The model returns actions with an `element_ref` (usually correct) and a `selector` (often hallucinated). The resolution layer ignores the model's selector and looks up the real one.

```python
if action.element_ref is not None:
  idx = action.element_ref - 1
    if 0 <= idx < len(elements):
      action = action.model_copy(update={"selector": elements[idx].selector})
```

About 60% of actions need selector correction because the model writes `button.add-to-cart` when the real selector is `#product-widget button[data-action="addToCart"]`. This is fine. The element reference is all that matters.

Selectors also pass ambiguity detection (rejecting 50+ matches) and visibility verification. When a selector matches 2-5 elements, the system refines it by re-running the waterfall on the resolved element, producing a unique selector for deterministic replay.

## Key Takeaways

**LLMs and deterministic code have complementary strengths that shouldn't be mixed.** Asking a model to generate a CSS selector is asking it to do something a 50-line JavaScript function does better. Asking JavaScript to decide which actions matter is asking it to do something a vision model does better.

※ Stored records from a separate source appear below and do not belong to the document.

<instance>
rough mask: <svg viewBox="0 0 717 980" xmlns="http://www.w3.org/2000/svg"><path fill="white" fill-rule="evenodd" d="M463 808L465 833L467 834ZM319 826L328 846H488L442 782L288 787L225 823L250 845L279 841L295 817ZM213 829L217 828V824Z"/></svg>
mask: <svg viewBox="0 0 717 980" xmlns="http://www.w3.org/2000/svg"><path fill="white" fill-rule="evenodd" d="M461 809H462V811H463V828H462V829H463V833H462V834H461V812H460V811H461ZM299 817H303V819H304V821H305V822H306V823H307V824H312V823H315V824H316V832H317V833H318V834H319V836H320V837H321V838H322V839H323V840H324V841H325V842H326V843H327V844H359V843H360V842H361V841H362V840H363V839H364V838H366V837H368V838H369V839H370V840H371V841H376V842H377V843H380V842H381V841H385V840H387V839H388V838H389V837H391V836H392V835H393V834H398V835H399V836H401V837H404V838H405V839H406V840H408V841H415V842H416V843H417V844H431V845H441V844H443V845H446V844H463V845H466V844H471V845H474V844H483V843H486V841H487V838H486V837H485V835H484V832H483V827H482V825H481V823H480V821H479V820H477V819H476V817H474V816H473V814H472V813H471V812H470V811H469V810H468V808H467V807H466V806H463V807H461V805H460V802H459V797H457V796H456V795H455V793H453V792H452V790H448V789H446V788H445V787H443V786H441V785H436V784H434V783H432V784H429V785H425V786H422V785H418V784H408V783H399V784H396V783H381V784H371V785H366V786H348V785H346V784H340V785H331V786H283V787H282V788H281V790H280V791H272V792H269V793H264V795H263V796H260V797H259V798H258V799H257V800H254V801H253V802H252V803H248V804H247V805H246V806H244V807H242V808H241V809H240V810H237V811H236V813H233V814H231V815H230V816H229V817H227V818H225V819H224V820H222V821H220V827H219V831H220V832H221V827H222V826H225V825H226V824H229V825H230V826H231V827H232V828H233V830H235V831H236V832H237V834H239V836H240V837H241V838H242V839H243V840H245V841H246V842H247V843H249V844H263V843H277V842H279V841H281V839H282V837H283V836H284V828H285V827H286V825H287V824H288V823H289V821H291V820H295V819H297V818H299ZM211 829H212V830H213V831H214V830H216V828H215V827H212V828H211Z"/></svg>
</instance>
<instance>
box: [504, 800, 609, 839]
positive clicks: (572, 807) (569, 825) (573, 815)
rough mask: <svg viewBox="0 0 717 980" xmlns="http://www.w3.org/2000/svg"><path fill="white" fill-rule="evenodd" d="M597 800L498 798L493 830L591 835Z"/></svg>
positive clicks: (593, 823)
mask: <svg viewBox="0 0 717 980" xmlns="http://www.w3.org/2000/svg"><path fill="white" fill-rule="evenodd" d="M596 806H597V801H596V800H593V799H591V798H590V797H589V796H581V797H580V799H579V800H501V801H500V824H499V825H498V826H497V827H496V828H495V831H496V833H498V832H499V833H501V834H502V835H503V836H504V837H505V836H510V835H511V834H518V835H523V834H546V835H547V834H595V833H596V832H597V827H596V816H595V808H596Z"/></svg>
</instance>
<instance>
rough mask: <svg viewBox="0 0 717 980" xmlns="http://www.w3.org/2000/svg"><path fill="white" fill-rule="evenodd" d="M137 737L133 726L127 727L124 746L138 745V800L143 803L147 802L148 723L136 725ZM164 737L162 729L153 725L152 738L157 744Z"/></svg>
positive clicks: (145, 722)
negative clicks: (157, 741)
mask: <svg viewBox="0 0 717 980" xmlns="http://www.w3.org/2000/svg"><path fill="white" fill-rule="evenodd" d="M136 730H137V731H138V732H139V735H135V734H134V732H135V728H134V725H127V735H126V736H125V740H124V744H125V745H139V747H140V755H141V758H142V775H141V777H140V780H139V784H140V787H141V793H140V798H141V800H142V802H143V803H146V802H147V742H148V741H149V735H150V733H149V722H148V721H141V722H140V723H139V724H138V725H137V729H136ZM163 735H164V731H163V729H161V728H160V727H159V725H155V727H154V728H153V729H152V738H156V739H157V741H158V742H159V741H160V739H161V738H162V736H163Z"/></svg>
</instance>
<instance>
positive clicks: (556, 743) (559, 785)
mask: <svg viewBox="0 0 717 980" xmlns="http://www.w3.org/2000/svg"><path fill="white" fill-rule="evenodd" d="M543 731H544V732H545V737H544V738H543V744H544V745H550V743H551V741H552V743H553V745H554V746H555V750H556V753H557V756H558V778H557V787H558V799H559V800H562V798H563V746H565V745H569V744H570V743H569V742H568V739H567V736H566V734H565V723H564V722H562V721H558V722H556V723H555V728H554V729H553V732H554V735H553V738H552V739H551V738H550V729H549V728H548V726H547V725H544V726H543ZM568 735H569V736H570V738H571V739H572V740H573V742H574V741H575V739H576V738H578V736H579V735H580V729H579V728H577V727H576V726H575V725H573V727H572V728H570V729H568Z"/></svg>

The model outputs an integer. The system turns it into a click. When one side fails, the failure is isolated and fixable without touching the other.

This generalizes beyond browsers. Any system using LLMs to drive actions in a structured environment faces the same tension between flexible reasoning and mechanical precision. Let the model reason about *what*. Let deterministic code handle *how*.